Pour ce qui est de la répartition des rôles, l'agence arrive dans un paysage où de nombreux acteurs ont déjà des responsabilités. De notre point de vue, elle doit avoir pour rôle de réorganiser ce paysage. Nous proposons une concertation active au niveau régional, un socle commun ayant préalablement été défini au niveau national.
Il nous a été demandé de quels leviers d'action directe l'AFB allait disposer sur le terrain. Or, ce n'est pas vraiment la vocation de l'agence que de disposer de ces leviers, qui sont déjà aux mains d'une multitude d'acteurs sur le terrain – et je ne me vois pas demander 3 000 équivalents temps plein pour placer au sein des communes des équipes chargées d'aider à la mise en oeuvre de stratégies en matière de biodiversité !
Pour ce qui est des milieux marins, il se trouve que la relation entre l'Agence des aires marines protégées et l'État, notamment au travers des directions interrégionales de la mer au sein du ministère de l'écologie et des comités maritimes de façade, est assez bien organisée : le bon sens veut que nous reprenions cette organisation, en essayant simplement de profiter de la mise en place de l'AFB et des agences régionales pour rééquilibrer légèrement les choses en faveur d'une meilleure implication du niveau régional.
En ce qui concerne les moyens, si nous n'avons fait que reprendre ce qui figurait dans le précédent rapport de préfiguration, c'est qu'il n'y avait pas matière à remettre cela en cause. Nous avons donc mentionné un besoin de financement pour l'agence de l'ordre de 200 millions d'euros en plus des ressources des quatre organismes intégrés, et environ la même somme pour l'appui des acteurs au sein des territoires. Il a été dit que nous pourrions nous appuyer sur les financements affectés à l'eau pour faire un peu plus en matière de biodiversité. C'est peut-être possible à la marge – les redevances des comités de bassin, des schémas directeurs d'aménagement et de gestion des eaux (SDAGE) et des agences de l'eau financent d'ailleurs à hauteur de 250 millions d'euros des questions de biodiversité – mais il ne faut pas se faire d'illusions : le principe de « l'eau paye l'eau » doit continuer à être respecté. On ne peut faire l'économie d'une réflexion sur une fiscalité propre à la biodiversité, étant précisé qu'il n'est pas exclu de procéder à une réforme à fiscalité constante, en revoyant éventuellement les modalités d'application de certaines taxes.

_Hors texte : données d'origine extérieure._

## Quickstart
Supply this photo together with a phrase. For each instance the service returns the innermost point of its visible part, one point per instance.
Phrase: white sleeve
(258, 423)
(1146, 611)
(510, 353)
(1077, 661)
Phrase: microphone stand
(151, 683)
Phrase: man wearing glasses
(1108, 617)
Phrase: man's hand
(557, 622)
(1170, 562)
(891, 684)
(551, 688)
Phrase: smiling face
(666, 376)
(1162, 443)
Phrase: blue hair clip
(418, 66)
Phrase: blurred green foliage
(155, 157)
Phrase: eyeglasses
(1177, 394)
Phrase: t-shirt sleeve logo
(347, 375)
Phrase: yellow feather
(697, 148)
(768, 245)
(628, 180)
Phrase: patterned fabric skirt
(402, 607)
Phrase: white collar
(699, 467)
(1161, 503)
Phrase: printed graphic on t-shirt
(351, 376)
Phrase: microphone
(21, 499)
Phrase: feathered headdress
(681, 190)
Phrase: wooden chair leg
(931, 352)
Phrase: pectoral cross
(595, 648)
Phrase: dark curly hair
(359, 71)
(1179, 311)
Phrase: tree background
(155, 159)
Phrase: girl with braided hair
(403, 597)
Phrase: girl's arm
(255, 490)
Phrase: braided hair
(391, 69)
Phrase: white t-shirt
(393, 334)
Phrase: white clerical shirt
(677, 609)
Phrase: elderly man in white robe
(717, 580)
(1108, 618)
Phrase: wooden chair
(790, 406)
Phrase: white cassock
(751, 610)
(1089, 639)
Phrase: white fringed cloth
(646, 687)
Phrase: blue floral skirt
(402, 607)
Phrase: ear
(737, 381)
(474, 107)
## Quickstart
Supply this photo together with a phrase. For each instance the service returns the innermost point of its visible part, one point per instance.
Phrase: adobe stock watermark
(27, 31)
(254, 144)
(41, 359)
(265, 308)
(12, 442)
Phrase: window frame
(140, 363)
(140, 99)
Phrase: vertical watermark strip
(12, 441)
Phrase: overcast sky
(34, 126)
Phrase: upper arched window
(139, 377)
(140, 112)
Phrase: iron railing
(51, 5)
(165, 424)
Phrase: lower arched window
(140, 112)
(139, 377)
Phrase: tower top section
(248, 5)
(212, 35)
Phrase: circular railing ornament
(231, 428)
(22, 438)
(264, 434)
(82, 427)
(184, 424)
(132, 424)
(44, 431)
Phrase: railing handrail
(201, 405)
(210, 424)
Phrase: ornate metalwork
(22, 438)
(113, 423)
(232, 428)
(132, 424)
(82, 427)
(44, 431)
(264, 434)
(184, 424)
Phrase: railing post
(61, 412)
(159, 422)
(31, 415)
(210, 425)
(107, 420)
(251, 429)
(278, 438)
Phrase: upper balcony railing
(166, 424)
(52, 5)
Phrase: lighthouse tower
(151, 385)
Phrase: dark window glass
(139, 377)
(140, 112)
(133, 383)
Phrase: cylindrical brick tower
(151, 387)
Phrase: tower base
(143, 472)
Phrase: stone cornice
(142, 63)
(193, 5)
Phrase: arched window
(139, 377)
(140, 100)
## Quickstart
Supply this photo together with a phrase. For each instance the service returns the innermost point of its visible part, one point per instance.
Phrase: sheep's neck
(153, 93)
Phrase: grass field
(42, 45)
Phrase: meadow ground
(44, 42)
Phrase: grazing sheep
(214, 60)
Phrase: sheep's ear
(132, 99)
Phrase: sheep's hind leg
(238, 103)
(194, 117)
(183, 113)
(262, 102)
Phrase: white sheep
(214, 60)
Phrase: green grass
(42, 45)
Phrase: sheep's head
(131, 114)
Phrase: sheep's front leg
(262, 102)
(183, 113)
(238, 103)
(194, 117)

Mme Geneviève Gaillard nous a reproché l'emploi du verbe « adosser ». Peut-être, en voulant faire preuve de diplomatie, avons-nous perdu en précision : ce que nous voulions dire, c'est que les contrats de plan État-région (CPER) doivent financer les agences régionales pour la biodiversité dans le cadre des stratégies régionales pour la biodiversité.
Nous avons mentionné la mobilisation de sources de financement comme un potentiel : de notre point de vue, l'AFB et les ARB devraient aider les acteurs à obtenir des financements en prenant part à des appels d'offres. En effet, ces acteurs manquent souvent d'une ingénierie de projet pour répondre à des appels d'offres européens – ce n'est pas le cas à l'Agence des aires marines protégées, qui dispose de deux spécialistes en ingénierie de projet, ce qui lui permet de répondre régulièrement à des appels d'offres, notamment dans le cadre des projets européens BEST, INTERREG ou LIFE.

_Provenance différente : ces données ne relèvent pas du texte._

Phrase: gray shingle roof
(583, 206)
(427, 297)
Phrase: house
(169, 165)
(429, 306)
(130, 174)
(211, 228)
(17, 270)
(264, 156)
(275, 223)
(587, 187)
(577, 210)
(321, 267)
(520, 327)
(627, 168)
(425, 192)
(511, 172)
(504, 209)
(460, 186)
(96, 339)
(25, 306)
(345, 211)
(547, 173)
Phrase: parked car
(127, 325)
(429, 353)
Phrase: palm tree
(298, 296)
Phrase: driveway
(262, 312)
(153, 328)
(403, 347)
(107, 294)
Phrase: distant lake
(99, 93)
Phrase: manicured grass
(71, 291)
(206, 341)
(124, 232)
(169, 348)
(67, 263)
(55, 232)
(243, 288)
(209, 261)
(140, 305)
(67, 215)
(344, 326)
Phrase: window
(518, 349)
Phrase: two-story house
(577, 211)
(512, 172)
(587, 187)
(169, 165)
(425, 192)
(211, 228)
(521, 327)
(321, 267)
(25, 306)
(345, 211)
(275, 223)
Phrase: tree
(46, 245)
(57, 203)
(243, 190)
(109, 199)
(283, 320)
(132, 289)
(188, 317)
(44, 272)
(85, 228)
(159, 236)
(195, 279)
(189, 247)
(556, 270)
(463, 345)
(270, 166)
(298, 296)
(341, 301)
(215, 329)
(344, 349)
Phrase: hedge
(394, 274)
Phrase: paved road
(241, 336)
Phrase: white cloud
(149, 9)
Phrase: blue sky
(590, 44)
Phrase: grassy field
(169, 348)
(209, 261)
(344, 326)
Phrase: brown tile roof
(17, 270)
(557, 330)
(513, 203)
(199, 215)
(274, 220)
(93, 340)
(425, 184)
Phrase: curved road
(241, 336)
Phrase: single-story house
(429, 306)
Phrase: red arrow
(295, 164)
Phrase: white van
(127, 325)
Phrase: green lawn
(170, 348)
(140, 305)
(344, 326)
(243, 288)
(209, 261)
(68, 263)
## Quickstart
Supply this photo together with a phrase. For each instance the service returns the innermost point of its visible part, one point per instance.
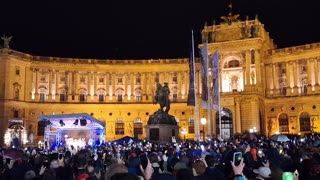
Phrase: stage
(77, 130)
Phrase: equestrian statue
(162, 97)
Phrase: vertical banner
(191, 93)
(215, 81)
(204, 76)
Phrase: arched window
(137, 126)
(175, 78)
(191, 126)
(283, 123)
(16, 90)
(82, 95)
(16, 94)
(137, 94)
(119, 94)
(119, 126)
(138, 79)
(101, 95)
(63, 95)
(174, 94)
(305, 122)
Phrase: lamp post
(203, 122)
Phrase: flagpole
(196, 111)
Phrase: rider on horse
(162, 96)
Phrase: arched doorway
(226, 123)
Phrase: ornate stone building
(261, 87)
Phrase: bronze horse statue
(162, 97)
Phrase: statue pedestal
(162, 128)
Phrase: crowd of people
(236, 158)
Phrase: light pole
(184, 132)
(203, 122)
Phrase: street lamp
(203, 122)
(184, 132)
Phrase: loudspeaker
(83, 122)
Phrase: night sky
(118, 29)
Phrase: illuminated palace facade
(261, 87)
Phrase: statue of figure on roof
(162, 96)
(6, 41)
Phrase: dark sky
(118, 29)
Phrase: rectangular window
(82, 97)
(63, 97)
(120, 80)
(16, 114)
(138, 128)
(175, 79)
(101, 80)
(16, 94)
(62, 79)
(138, 80)
(138, 98)
(120, 128)
(191, 126)
(175, 98)
(42, 97)
(101, 98)
(119, 98)
(82, 79)
(43, 78)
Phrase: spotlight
(61, 123)
(83, 122)
(76, 122)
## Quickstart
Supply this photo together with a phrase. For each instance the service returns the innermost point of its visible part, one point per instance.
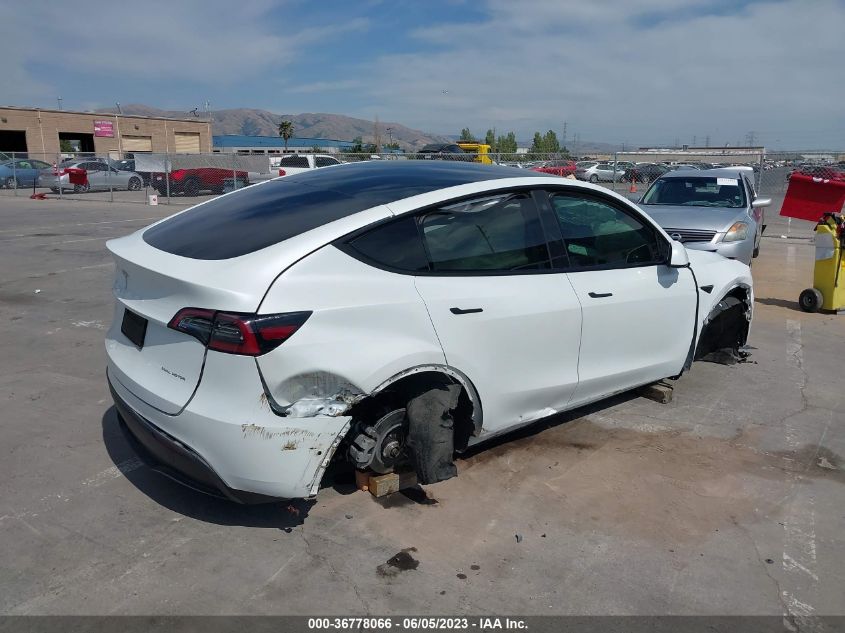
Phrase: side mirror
(678, 257)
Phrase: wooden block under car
(659, 392)
(381, 485)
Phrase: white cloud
(215, 43)
(774, 68)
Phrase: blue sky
(644, 72)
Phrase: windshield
(697, 192)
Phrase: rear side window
(254, 218)
(499, 233)
(394, 245)
(598, 235)
(266, 214)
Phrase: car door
(502, 315)
(38, 167)
(96, 174)
(638, 313)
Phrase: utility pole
(377, 135)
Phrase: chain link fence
(157, 178)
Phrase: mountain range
(253, 122)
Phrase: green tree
(506, 144)
(286, 131)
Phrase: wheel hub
(380, 446)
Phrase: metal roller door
(187, 142)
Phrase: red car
(557, 167)
(191, 181)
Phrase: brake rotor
(384, 442)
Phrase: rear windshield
(257, 217)
(697, 192)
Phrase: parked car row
(21, 172)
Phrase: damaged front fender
(724, 331)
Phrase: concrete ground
(729, 500)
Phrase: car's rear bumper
(167, 455)
(227, 441)
(742, 251)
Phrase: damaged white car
(395, 312)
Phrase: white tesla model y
(395, 312)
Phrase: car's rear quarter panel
(367, 326)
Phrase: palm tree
(286, 131)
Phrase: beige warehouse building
(41, 131)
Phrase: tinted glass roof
(257, 217)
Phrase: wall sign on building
(104, 128)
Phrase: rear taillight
(237, 333)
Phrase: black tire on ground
(810, 300)
(192, 187)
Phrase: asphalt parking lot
(728, 500)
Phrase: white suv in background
(297, 163)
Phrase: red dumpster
(808, 197)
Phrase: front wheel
(810, 300)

Il nous a été demandé si la mutualisation des quatre organismes existants allait générer des moyens susceptibles d'être redéployés. Sur ce point, je commencerai par souligner que nous ne sommes pas en présence d'une fusion de ces quatre organismes : le projet de loi propose de créer un établissement public avec des missions qui débordent très largement de celles actuellement confiées aux quatre organismes – si je prends l'exemple de l'appui au développement de l'économie verte, les quatre organismes ne sont en aucune façon concernés. Par ailleurs, les missions des quatre organismes ne se recouvrent quasiment pas entre elles : quand on parle des stratégies pour le milieu marin, par exemple, l'ONEMA n'est pas autour de la table. Certes, nous allons réaliser quelques gains sur les fonctions support, mais dont le montant sera insignifiant par rapport aux moyens nécessaires pour accomplir les missions confiées à l'Agence française pour la biodiversité.

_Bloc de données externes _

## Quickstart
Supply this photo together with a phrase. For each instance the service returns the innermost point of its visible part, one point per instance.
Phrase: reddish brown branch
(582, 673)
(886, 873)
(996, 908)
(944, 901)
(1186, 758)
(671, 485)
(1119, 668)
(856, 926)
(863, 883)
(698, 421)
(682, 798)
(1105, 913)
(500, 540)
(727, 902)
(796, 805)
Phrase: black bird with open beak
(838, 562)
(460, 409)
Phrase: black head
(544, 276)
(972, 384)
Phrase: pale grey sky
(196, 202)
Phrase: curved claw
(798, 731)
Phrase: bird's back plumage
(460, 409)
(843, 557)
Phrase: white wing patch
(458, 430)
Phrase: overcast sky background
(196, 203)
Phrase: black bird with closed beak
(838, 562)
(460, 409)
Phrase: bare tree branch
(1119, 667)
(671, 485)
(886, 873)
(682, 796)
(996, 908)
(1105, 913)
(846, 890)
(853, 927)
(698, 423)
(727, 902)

Nous voyons dans les attributions de l'AFB énumérées dans le projet de loi une mission confiée à l'agence d'intervenir sur le champ économique, au profit du développement et de l'emploi. Pour ce qui est de l'organisation actuelle de la concertation relative à la préfiguration, après avoir travaillé en interne durant quelques mois, nous venons de relancer une réunion de la commission spécialisée du Conseil national de la transition écologique (CNTE) et nous avons l'intention de programmer en 2016 des événements qui vont nous donner l'occasion d'associer les acteurs concernés, notamment sur la question économique, qui inclut pour moi le monde agricole. Nous avons pour projet phare en 2016 d'organiser les premières assises de l'économie et de la biodiversité. La question de savoir si l'agriculture doit participer à ces assises ou prendre part à un événement spécifique est posée, et il y sera répondu lorsque nous aurons rencontré les représentants du monde agricole pour en parler avec eux. J'estime personnellement qu'il vaut mieux ne pas exclure le monde agricole, quitte à ce qu'il participe à la fois aux assises et à un événement qui lui serait dédié.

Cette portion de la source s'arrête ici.